Most patients receiving the care of a flight nurse are in desperate condition. Therefore, the job is very high-pressure (even more so than traditional nursing).
Flight nurses usually start by working in the hospital setting for several years. Positions are highly competitive and relatively rare. This means that people wishing to become a flight nurse usually need to get extra training, and possibly even be willing to move to find a relevant job opening.
Still, it serves as a rewarding and exciting way to work as a nurse.
Potential Fixes?
It’s important to keep in mind that, while improving retention is crucial (about half of all nurses leave the profession within their first five years on the job) it is only part of the issue. The shortage was caused not just by high turnover, but also by the fact that not enough new nurses were graduating college.
There are initiatives all throughout the country to bring new people into the profession of nursing. Michigan recently realized that they need to increase their influx of new nurses by about 6000 every year until 2028 to avoid a crisis-level shortage.
While one solution has been to look for international recruits, Michigan is looking for a more sustainable approach to getting homegrown nurses as well. Their solution? Let Michigan nursing students earn their degrees at community colleges.

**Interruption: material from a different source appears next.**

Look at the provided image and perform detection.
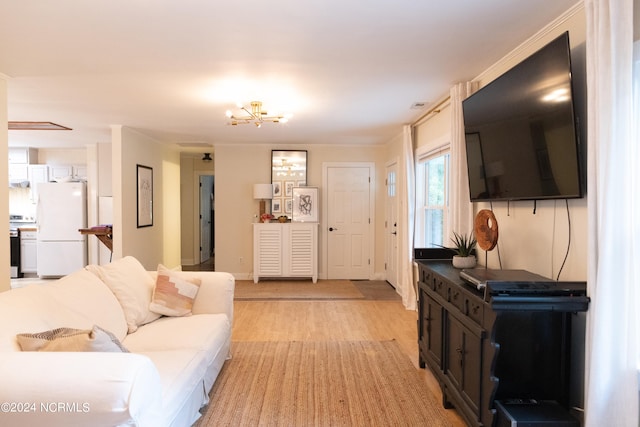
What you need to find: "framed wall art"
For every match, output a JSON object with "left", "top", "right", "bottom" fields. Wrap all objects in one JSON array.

Community colleges can be as much as one-tenth the price of a university education making it a significantly more accessible route for receiving an education. The current plan is to have teachers from the community colleges teach the first three years of instruction (or the equivalent of 90 credit hours) and then have cooperating university professors come in and teach the final year of instruction.
It’s a costly program, but it may prove a sustainable solution to the issue of nursing shortages. So many other solutions— improving working conditions, changing schedules, increasing compensation— fail to acknowledge the greater issue.
Of course, it’s good to treat working nurses well, but doing so does not necessarily guarantee that a wave of new nurses will come up to replace the ones leaving the profession. For bedside nursing to become sustainable again, the healthcare industry needs stable numbers of college graduates.